Ministers are coming under renewed pressure from business leaders to ensure that they can continue to enjoy free access to EU markets once the UK has left the bloc.
In a speech on Thursday, CBI director general Carolyn Fairbairn called for Britain to remain a member of the single market and the customs union until a free trade deal with the remaining 27 member states is finalised.
Speaking at the G20 summit in Hamburg, Mrs May said that she wanted to ensure that the UK continued to enjoy a good trading relationship with the EU.
However, she said that the country could not be a member of “every part of the customs union” and make its own trade arrangements with other countries outside the EU.
“What we will be discussing as part of our negotiations for the future arrangements is we do want to ensure that we can trade around the rest of the world,” she told Sky News.
“That means we can’t be members of every part of the customs union. But we want to continue to have tariff-free and as frictionless trade across borders as possible because we want to ensure that we have that good trading relationship with the EU.”
Her comments come as Brexit Secretary David Davis was preparing to meet senior business figures at Chevening House in Kent, the grace-and-favour country residence he shares with Foreign Secretary Boris Johnson and International Trade Secretary Liam Fox.

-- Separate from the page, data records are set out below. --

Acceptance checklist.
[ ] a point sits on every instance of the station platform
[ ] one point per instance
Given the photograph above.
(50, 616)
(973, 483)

The talks were taking place amid mounting frustration among firms at the failure so far of ministers to spell out what arrangements will be put in place if there is no trade deal with the remaining 27 by the expected date of Britain’s withdrawal in March 2019.
In her speech, Ms Fairbairn said it was “impossible” to imagine a deal could be finalised that quickly and called for Britain to remain in the single market and the customs union until there was a trade agreement.
Such a “common sense” approach would, she said, avoid a “cliff-edge” break, with exporters suddenly faced with new tariffs and customs checks, and give firms the stability to carry on investing in the UK after Brexit.
Her proposal is likely to be treated with suspicion by hardline Brexiteers, who fear that prolonged transitional arrangements could be used by Remainers as a way of reversing the Brexit vote by stealth.
She set out her plan after the European Commission’s chief negotiator Michel Barnier rebuffed claims by Mr Davis that a free trade deal could deliver the “exact same benefits” as membership of the single market.
The Department for Exiting the EU has declined to give details of the Chevening talks, insisting that it is a private meeting.
Business leaders have been encouraged by the renewed willingness of ministers to engage with them, having felt shut out by the Government since Theresa May became Prime Minister last year.
At Westminster, the meeting is being seen as further evidence of Mrs May’s weakness following her General Election humiliation which saw her Commons majority wiped out.